Quelle risorse sono sul capitolo contratti e prestazioni/orario aggiuntivi. Non solo sono insufficienti, ma visto il fallimento delle politiche occupazionali, il governo pensa di far lavorare di più chi è già in servizio. Noi sosteniamo che vada pagato di più il personale per quello che già fa, non aumentato l’orario di lavoro. E poi le risorse non coprono le maggiori spese dei servizi sanitari regionali e non finanziano la riforma dell’assistenza territoriale per la quale c’è anche il taglio al Pnrr. Infatti la mobilitazione per salvare la sanità pubblica e mettere in sicurezza la salute dei cittadini continua. Ma, visto il Nadef, è grazie alla mobilitazione se ci sono i 3 miliardi.

Sui rinnovi stanziano il 5% mentre l’inflazione è al 16%. I 3 miliardi in più servono solo per coprire gli straordinari. I cinque giorni di piazza con la Uil sono solo l’inizio della lotta

La Cgil ha portato avanti una grande campagna di assemblee sui luoghi di lavoro. C’è percezione della gravità delle scelte del governo nei lavoratori che ha incontrato?
Di assemblee ne abbiamo fatte tante e stiamo proseguendo. I lavoratori non stanno meglio di un anno fa, anzi. Questo è molto più esplicito della propaganda del governo. Stanno aumentando le addizionali, i costi dei servizi, il carrello della spesa e energia e sulla speculazione il governo non è intervenuto facendola pagare ai cittadini: dalla benzina alle bollette. Quindi ciò che registriamo è che le persone sono d’accordo sia con le proposte che riguardano i salari che su quelle su fisco, pensioni e sanità.

Come da due anni a questa parte – governo Draghi e prima manovra Meloni – l’unità confederale si è persa: Cgil e Uil da una parte, Cisl dall’altra. Il governo Meloni è riuscito nel suo intento di dividervi?
La differenziazione a livello confederale è sui modelli. Il sindacato deve tenere insieme democrazia nei luoghi di lavoro, rappresentanza, contrattazione e partecipazione. Questo vuol dire che non bisogna rinunciare al conflitto, non mi è mai capitato di conquistare un avanzamento senza trattative, mobilitazione e lotte. Chi pensa che si possa fare a meno di questo ha sicuramente una visione diversa di sindacato. Rsu elette, legge sull’erga omnes, partecipazione sono indissolubilmente legati altrimenti si riducono gli spazi democratici. Il Testo unico su democrazia e rappresentanza era unitario, poi c’è chi ha cambiato idea. Sarà la storia dei prossimi mesi a dire come si evolverà il tema dell’unità, e se, a partire dal salario minimo, verranno fuori anche diversità sul piano contrattuale.

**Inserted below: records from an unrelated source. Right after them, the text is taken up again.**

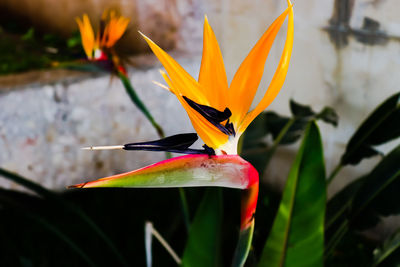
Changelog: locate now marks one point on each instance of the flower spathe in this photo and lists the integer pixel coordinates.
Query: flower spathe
(113, 27)
(220, 114)
(212, 88)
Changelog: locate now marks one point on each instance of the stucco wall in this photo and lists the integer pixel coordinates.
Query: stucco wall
(346, 55)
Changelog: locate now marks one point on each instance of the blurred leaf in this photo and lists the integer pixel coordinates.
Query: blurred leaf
(29, 35)
(389, 254)
(379, 193)
(15, 201)
(340, 204)
(202, 248)
(74, 40)
(62, 204)
(299, 110)
(255, 149)
(302, 115)
(297, 235)
(381, 126)
(328, 115)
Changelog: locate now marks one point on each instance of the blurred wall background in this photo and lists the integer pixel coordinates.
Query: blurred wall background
(346, 55)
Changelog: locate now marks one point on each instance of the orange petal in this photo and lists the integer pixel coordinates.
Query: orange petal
(246, 80)
(210, 134)
(279, 76)
(184, 83)
(116, 28)
(212, 75)
(87, 35)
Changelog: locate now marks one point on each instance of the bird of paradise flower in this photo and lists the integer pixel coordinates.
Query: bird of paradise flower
(99, 49)
(219, 114)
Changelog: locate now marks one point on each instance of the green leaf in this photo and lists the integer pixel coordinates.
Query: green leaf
(379, 193)
(381, 126)
(297, 235)
(65, 204)
(203, 245)
(340, 204)
(389, 254)
(361, 204)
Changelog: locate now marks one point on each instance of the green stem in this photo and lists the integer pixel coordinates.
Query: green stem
(334, 173)
(243, 247)
(185, 208)
(66, 204)
(136, 100)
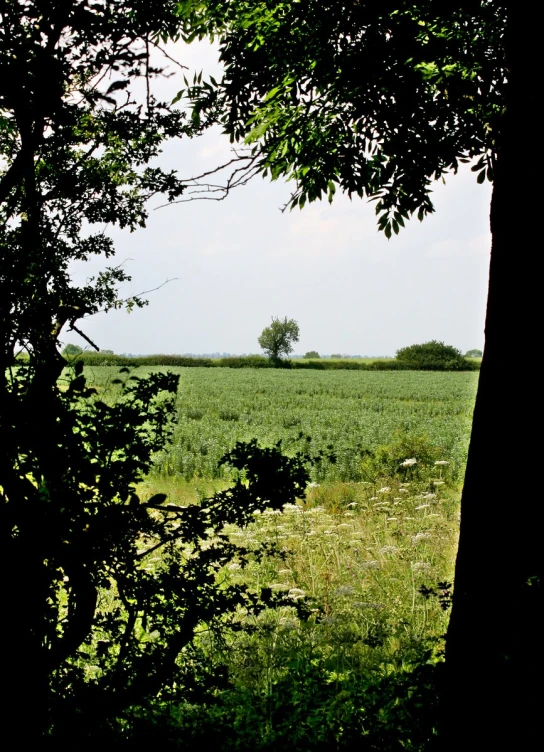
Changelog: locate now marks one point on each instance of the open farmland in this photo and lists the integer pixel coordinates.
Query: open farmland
(348, 413)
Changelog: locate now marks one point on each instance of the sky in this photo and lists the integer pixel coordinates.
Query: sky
(224, 269)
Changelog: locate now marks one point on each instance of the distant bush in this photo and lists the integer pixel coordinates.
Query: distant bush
(434, 356)
(244, 361)
(426, 362)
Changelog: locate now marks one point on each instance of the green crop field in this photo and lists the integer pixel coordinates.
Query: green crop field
(344, 412)
(367, 553)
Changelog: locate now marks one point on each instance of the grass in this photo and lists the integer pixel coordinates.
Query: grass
(349, 413)
(362, 564)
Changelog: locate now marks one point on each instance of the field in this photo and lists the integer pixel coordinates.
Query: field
(368, 553)
(346, 412)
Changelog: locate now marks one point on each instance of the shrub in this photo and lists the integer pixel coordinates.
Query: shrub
(433, 356)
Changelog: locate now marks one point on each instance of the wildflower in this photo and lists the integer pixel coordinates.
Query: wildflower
(389, 550)
(419, 537)
(287, 624)
(421, 566)
(344, 590)
(296, 594)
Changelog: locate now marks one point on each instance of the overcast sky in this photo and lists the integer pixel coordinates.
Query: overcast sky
(235, 264)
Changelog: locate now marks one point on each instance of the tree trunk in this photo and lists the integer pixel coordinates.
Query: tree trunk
(494, 641)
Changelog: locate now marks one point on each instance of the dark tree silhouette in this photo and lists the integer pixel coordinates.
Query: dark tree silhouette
(380, 99)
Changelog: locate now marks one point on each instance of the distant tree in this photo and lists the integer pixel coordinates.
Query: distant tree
(96, 621)
(432, 356)
(278, 338)
(71, 350)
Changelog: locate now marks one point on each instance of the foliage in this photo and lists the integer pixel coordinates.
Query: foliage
(302, 89)
(92, 623)
(432, 356)
(359, 411)
(278, 338)
(71, 350)
(380, 100)
(361, 672)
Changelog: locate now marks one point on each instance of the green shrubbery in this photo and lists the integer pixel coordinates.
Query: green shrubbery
(434, 356)
(425, 359)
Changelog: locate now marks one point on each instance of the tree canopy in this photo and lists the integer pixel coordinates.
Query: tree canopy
(278, 338)
(380, 99)
(92, 625)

La scelta di spalmare gli scioperi su cinque giorni – fra l’altro il 17, primo dei giorni, coincide anche con lo sciopero generale Usb nel pubblico impiego – ha l’intento evidente di avere più spazi sui media ma rischia di rendere complicata il tentativo della Cgil di riunificare il lavoro e i lavoratori, divisi da 30 anni di politiche di precarietà e frammentazione. Come se ne esce?
E chi lo dice che il tema è lo spazio sui media? La scelta è stata quella di articolare e radicare nel territorio la risposta per allargare la partecipazione. La lotta non finisce l’1 dicembre, sono tappe di un percorso che prosegue fino a che non ci saranno risposte vere ai problemi che il sindacato, Cgil e Uil insieme, tanti altri con modalità e forme diverse, sta ponendo. È una stagione di lotte che incrocia quelle del lavoro, quelle sociali, quelle ambientali, quelle per la pace e quelle generazionali dei giovani e degli anziani, delle donne e dei migranti. Più occasioni abbiamo più plurali e forti saremo.